(April 15, 2014) – Asset managers’ outlooks on value stocks and emerging markets shifted dramatically this month, according to a survey of 188 senior investment staffers conducted by Bank of America Merrill Lynch.
The portion of respondents predicting value to outperform growth rose by nearly 30 percentage points since April, representing the single largest shift in managers’ macro views.
Substantial research has pointed to persistent value premia in public equities markets over the long term. Many experts have attributed it in part to managers’ own bias for growth stocks—one that seems to have lifted, at least for the moment.
Roughly a third of those surveyed described their investment horizon as 12 months and beyond, while 55% pegged their outlook at six months or less.
Unlike with value-oriented stocks, Asset managers went against academic wisdom in their outlook on size. Respondents predicting large-cap stocks to outperform small-caps increased by more than 20 percentage points this month.
Emerging markets were another point on which many managers changed their minds since March. Investors dialed back their extreme underweight of the region, from a net 31% to 13% reporting reduced exposure relative to portfolio target.
Furthermore, more respondents felt emerging markets were undervalued than any point since 2001, when the survey began.
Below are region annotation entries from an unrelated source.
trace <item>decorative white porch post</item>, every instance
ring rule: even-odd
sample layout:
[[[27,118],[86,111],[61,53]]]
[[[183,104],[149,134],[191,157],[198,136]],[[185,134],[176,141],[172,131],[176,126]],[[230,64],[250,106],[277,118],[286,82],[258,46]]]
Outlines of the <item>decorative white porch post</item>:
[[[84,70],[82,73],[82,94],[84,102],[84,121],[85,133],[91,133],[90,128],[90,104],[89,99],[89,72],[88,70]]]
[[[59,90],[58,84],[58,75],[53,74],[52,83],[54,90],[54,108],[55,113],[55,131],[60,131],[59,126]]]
Roughly half saw the assets as under-priced: by contrast more than 60% called US equities overvalued.
The most crowded trades, according to managers, were going long on US high-yield bonds and European periphery debt.
“After two years of cyclical outperformance in Europe, some of the exuberance we see in investor sentiment and positioning suggests a rotation into more defensive stocks and sectors may be imminent,” said Obe Ejikeme, a Bank of America Merrill Lynch European equity strategist.